Configure Docker Default Log Driver
You now need to configure the default logging method used by Docker. NOTE - Doing this will break the docker logs
command, but you can find everything in Splunk anyway. More on that soon.
You will need to override the startup command for dockerd to include some additional options. You can do this on CentOS7 by creating a /etc/systemd/system/docker.service.d/docker-settings.conf
with the following contents;
[Service] ExecStart= ExecStart=/usr/bin/dockerd –log-driver=splunk –log-opt splunk-token=PUTYOURTOKENHERE –log-opt splunk-url=https://PUTYOURSPLUNKHOSTHERE:8088 –log-opt tag={{.ImageName}}/{{.Name}}/{{.ID}} –log-opt splunk-insecureskipverify=1
The options should be fairly evident. The tag= option configures the tag that is attached to the JSON objects outputted by Docker, so it contains the image name, container name, and unique ID for the container. By default it’ll be just the unique ID, which frankly isn’t very useful post-mortem. The last option allows the use of the Splunk SSL certificate. Get rid of this option when you use a proper certificate.
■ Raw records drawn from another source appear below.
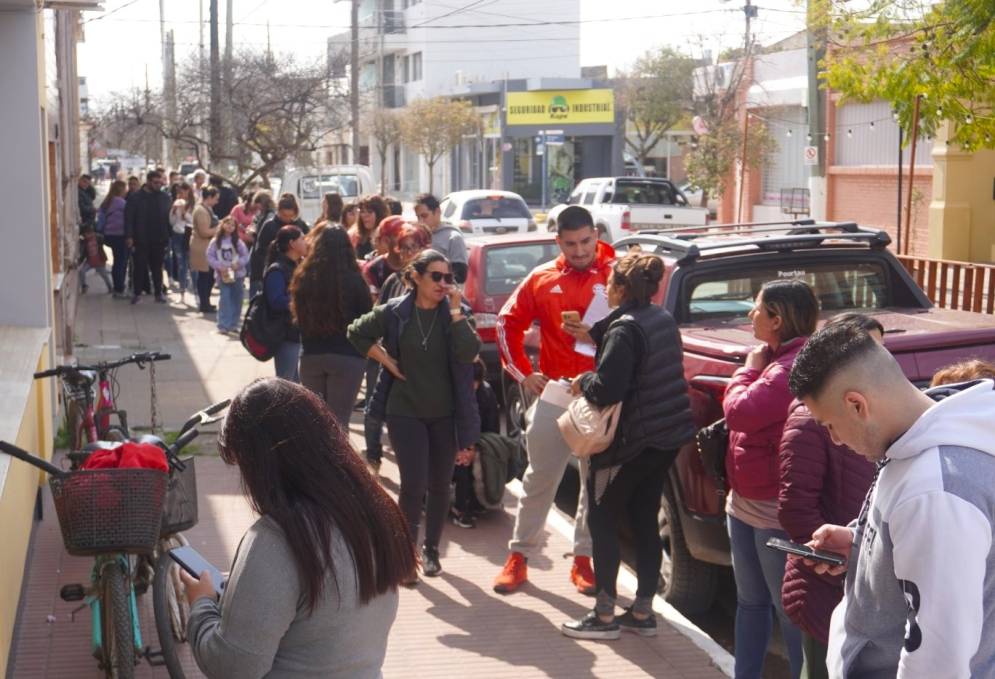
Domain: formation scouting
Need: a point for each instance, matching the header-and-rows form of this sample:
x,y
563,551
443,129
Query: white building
x,y
413,49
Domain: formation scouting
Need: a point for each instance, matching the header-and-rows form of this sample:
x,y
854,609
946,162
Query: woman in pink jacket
x,y
756,406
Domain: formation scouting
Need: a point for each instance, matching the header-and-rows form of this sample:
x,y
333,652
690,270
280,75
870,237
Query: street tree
x,y
718,144
385,124
656,95
279,110
434,126
898,50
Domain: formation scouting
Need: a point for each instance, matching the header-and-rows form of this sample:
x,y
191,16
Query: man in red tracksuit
x,y
568,283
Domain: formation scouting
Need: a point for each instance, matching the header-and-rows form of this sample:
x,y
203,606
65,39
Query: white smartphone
x,y
194,563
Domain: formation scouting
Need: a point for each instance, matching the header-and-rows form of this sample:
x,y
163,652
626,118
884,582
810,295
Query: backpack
x,y
262,330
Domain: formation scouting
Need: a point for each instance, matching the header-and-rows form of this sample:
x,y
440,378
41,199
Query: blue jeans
x,y
230,304
287,360
180,260
759,572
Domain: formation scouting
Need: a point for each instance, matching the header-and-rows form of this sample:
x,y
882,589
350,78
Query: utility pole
x,y
215,110
354,80
226,122
816,46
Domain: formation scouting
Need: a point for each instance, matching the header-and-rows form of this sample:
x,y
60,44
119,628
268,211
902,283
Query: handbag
x,y
587,429
713,443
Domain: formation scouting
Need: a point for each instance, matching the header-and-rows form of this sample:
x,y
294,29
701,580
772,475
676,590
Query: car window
x,y
505,267
496,207
839,286
315,186
642,193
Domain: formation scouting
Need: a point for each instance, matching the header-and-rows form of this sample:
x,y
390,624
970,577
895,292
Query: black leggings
x,y
425,451
636,489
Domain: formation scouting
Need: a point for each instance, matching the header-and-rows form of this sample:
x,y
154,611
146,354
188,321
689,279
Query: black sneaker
x,y
630,623
430,565
591,627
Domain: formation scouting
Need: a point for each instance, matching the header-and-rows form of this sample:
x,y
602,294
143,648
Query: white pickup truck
x,y
622,206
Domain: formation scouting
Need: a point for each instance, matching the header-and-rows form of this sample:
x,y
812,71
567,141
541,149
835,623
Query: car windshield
x,y
838,285
505,267
495,207
315,186
642,193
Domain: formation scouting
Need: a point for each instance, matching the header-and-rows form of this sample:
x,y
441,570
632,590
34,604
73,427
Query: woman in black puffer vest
x,y
640,364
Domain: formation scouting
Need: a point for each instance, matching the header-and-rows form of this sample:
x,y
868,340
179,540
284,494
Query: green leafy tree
x,y
655,96
434,126
898,50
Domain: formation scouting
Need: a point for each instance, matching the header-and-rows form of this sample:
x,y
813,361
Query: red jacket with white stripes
x,y
547,291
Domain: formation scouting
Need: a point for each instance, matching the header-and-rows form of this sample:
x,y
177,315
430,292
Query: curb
x,y
721,658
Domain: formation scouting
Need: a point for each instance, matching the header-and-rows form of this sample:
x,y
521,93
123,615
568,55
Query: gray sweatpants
x,y
548,459
336,379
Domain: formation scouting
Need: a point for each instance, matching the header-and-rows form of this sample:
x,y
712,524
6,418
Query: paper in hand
x,y
596,310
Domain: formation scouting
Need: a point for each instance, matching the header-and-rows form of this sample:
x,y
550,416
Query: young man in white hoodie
x,y
920,586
Getting the driver in place
Now you’ve done that, you should be able to restart the Docker host, then reprovision all the containers to change their logging options. In my case, this is a simple docker-compose down
followed by docker-compose up
, after a reboot.
The docker logs
command will be broken now, but you can instead use Splunk to replicate the functionality, like this;
index=docker host=dockerhost | spath tag | search tag="*mycontainer*" | table _time,line
That will drop out the logs from the last 60 minutes for the container mycontainer
running on the host dockerhost
.
You can then start doing wizardry like this;
index=docker | spath tag | search tag="nginx*"
| rex field=line "^(?<remote_addr>\S+) - (?<remote_user>\S+) \[(?<time_local>.+)\] \"(?<request>.+)\" (?<status>\d+) (?<body_bytes>\d+) \"(?<http_referer>.+)\" \"(?<http_user_agent>).+\" \"(?<http_x_forwarded_for>).+\"$"
| rex field=request "^(?<request_method>\S+) (?<request_url>\S+) (?<request_protocol>\S+)$"
| table _time,tag,remote_addr,request_url
To dynamically parse NGINX container logs outputted by Docker, split up the fields, and then list them by time, remote IP, and the URL requested.
I’m sure there’s better ways of doing this (such as parsing the logs at index time instead of at search time), but this way works pretty well and should function as a decent starting point.